Because the partially dangling train was “very weak”, rescue efforts were briefly paused at midnight and a crane had to be brought in.
“We don’t know if they are alive,” Sheinbaum said of the people trapped inside the subway car.
It is not known whether most of the dead were on the subway cars, or whether they were pedestrians or motorists caught below.
Hundreds of police and firefighters cordoned off the site in the southern borough of Tlahuac. Meanwhile, desperate friends and relatives of those thought to be on the train gathered outside the security perimeter.
Oscar López, 26, was searching for his friend, Adriana Salas, also 26. Six months pregnant, she took the subway home from work when her phone stopped answering.
López said:“We lost contact with her, at 10:50 pm, there was literally no more contact”.
The collapse occurred on the newest of the Mexico City subway’s lines, Line 12, which stretches far into the city’s southside.
Like many of the city’s dozen subway lines, it runs underground through more central areas of the city.

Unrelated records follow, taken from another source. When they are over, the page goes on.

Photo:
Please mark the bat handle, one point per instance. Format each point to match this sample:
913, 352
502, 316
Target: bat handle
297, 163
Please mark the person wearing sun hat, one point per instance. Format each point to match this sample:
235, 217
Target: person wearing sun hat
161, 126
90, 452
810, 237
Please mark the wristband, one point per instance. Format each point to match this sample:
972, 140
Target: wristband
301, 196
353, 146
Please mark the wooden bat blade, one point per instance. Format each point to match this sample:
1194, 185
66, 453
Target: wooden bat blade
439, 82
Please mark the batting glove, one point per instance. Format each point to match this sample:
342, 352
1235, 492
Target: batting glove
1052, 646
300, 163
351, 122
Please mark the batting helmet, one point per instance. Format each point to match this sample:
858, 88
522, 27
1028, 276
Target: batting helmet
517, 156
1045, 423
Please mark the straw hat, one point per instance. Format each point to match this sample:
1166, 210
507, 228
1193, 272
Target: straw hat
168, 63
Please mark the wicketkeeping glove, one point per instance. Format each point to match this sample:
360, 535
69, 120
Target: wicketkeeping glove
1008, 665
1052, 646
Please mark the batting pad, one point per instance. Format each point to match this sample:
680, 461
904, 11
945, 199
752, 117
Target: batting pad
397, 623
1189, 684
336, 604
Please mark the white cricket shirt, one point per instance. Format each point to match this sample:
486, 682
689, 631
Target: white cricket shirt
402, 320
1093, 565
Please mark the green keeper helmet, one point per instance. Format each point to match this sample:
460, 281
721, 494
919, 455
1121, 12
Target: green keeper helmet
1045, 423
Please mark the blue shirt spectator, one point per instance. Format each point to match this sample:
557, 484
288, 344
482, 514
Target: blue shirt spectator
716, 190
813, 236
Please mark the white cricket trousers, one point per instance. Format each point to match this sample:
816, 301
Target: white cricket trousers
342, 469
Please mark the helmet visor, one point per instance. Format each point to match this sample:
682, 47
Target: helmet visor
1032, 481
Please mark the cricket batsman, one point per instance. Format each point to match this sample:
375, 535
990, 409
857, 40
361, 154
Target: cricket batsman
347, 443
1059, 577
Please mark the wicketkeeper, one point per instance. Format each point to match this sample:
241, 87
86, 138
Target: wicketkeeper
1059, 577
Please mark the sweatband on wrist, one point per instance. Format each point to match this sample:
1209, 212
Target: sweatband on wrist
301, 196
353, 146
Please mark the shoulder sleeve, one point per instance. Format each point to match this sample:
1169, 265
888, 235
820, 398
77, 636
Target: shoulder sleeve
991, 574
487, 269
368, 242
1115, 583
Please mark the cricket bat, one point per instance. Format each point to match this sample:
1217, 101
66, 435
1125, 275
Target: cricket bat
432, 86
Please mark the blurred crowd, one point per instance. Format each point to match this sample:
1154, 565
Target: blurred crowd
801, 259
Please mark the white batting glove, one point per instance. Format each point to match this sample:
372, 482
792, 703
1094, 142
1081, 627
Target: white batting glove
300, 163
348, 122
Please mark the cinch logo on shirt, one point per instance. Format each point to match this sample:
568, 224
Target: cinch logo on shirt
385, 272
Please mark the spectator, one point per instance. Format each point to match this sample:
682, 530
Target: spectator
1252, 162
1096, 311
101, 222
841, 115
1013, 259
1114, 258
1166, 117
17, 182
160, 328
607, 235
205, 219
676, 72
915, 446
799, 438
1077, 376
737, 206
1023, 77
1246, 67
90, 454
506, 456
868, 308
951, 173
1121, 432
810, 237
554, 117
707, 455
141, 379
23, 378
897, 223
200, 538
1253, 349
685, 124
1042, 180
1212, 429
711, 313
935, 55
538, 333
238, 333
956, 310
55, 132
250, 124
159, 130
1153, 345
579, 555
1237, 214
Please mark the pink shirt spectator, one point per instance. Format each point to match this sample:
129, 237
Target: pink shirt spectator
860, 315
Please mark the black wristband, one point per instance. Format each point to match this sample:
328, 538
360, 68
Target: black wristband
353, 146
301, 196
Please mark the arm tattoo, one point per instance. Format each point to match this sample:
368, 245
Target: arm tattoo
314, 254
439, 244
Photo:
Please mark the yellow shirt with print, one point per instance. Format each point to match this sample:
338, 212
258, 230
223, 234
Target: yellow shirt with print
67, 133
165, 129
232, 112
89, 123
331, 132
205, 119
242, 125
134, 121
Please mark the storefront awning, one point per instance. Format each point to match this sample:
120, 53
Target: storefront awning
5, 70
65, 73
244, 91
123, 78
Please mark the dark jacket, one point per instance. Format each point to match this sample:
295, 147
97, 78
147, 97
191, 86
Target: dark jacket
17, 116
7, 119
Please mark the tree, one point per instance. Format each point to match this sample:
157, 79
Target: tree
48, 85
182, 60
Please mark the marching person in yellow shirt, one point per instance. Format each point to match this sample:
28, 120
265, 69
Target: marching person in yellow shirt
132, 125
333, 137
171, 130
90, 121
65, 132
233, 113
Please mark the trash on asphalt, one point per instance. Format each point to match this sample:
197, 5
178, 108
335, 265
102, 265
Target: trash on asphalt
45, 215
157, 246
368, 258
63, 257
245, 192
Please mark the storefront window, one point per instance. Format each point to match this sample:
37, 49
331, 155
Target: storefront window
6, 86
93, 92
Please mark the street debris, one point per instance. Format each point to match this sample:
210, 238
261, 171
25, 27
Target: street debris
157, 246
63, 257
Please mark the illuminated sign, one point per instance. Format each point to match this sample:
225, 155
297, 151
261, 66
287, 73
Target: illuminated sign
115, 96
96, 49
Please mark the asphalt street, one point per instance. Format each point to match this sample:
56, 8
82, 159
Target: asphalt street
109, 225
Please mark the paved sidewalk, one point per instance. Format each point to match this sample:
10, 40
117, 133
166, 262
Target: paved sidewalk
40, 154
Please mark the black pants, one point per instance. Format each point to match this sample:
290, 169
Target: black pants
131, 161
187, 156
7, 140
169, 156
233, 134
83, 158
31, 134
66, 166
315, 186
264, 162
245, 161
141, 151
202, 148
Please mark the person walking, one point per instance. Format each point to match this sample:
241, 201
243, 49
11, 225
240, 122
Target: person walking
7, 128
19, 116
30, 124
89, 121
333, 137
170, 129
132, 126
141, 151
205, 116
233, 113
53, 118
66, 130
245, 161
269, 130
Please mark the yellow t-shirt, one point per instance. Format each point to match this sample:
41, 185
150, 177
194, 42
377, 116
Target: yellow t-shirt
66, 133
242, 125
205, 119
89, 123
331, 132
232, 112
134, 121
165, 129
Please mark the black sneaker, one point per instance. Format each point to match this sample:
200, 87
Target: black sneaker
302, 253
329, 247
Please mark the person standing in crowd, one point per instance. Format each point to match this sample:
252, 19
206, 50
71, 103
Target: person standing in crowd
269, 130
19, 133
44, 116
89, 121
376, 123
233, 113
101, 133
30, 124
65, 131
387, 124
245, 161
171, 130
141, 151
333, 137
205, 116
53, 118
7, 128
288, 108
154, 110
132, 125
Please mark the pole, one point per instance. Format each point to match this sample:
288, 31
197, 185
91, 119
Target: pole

It then runs on elevated, pre-formed concrete structures on the city’s outskirts.
Ms Sheinbaum said an "in-depth" investigation and structural review of Line 12 has begun.
The collapse could represent a major blow the Mexican Foreign Relations Secretary Marcelo Ebrard. He was Mexico City mayor from 2006 to 2012, when the Line 12 was built. Questions about the quality of the construction emerged soon after he left office as mayor.
Ebrard wrote in his Twitter account, “What happened today on the Metro is a terrible tragedy.”
“Of course the causes should be investigated and those responsible should be identified,” he wrote.
“I repeat that I am entirely at the disposition of authorities to contribute in whatever way is necessary.”
The Mexico City metro, one of the largest and busiest in the world, has had at least two serious accidents since it was built half a century ago.
In March of last year, a collision between two trains at the Tacubaya station left one passenger dead, injuring 41 people.
In 2015, a train that did not stop on time crashed into another at the Oceania station, injuring 12 people.